In addition, satiety from the protein in yogurt became another important benefit, especially for people busy working from home. In the days ahead, the perceived immunity benefits associated with yogurt’s probiotics may be what drives additional growth in yogurt sales.
#Essential Workers Ramp Up Yogurt Production
With food and agriculture declared “essential critical infrastructure” by the government, those working in the dairy supply chain became #essential workers overnight. From dairy farmers to production workers to quality assurance technicians, #essential workers continued to come to work to keep the supply chain strong and keep American families fed.
#Essential workers in yogurt manufacturing quickly faced new challenges. Keeping themselves protected while on the job meant things like modified schedules, reconfigured workstations, social distancing, and wearing face coverings. On top of this, demand for yogurt shot up, making them busier than ever.

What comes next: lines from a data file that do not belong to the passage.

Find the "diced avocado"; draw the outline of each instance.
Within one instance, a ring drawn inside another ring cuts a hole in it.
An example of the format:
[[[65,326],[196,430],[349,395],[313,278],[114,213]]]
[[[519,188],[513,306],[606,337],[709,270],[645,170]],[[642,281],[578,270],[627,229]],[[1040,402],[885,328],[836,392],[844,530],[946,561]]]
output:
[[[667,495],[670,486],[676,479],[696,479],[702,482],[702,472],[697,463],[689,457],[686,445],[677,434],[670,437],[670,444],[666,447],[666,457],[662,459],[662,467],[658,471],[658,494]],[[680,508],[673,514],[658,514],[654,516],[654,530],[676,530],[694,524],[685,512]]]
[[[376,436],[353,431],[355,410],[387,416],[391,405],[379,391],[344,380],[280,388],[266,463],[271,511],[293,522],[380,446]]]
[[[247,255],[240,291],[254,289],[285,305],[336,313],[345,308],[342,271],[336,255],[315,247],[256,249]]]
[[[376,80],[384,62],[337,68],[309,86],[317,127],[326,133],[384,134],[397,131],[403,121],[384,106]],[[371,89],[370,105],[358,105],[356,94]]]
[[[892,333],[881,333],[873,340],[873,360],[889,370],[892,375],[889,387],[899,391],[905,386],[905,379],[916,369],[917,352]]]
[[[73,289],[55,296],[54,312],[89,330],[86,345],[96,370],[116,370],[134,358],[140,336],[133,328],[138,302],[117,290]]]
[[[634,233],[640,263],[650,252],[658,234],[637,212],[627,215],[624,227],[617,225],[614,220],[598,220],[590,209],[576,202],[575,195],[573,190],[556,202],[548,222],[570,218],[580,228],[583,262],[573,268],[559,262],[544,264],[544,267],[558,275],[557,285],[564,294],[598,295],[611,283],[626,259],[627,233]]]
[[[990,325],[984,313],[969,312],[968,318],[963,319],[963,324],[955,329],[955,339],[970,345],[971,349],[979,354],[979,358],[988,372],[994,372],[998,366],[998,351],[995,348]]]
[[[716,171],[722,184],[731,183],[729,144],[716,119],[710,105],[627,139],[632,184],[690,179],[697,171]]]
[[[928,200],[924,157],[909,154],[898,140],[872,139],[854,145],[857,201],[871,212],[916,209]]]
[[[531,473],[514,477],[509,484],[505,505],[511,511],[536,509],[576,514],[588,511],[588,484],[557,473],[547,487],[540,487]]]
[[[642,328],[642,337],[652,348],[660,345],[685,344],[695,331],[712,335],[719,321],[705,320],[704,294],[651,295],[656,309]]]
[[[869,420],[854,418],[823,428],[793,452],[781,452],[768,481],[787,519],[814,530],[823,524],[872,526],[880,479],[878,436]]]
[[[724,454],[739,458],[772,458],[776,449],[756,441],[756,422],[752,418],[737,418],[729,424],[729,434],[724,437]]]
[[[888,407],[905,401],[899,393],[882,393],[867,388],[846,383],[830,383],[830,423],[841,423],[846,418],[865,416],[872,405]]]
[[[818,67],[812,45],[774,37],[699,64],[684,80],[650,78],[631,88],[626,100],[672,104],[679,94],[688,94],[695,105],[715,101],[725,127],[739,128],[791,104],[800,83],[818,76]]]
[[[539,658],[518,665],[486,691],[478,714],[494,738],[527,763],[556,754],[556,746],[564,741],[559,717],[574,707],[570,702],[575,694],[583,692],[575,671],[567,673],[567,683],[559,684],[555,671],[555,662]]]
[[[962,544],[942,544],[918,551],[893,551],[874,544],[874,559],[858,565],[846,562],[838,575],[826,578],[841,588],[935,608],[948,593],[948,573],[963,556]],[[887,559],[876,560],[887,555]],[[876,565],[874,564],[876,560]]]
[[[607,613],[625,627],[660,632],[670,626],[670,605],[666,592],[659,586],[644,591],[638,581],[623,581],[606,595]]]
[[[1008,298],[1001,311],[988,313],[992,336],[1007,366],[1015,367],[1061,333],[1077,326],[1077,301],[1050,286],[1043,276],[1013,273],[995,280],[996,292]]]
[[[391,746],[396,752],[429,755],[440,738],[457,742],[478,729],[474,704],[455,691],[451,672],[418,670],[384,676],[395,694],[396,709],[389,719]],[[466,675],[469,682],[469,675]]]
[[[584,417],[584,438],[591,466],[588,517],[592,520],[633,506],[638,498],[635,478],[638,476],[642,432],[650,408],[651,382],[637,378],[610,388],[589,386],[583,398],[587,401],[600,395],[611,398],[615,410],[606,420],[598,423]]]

It takes a number of steps for #essential workers to turn milk into yogurt. The first step in yogurt production is receiving raw milk. The milk must meet certain specifications, such as microbiological, sensory, and nutritional criteria, before it can be received into the processing facility. Then, the milk is pasteurized, which inactivates pathogenic microorganisms along with any microorganisms that might compete with the starter cultures. Afterward, the milk is homogenized to ensure a stable emulsion and prevent separation of the milkfat.
Next, the pasteurized milk is cooled, and starter cultures are added. Yogurt starter cultures include the lactic acid-producing bacteria Lactobacillus bulgaricus and Streptococcus thermophilus. After inoculation with these bacteria, the mixture is incubated to keep it slightly warm—the perfect conditions for the starter cultures to grow.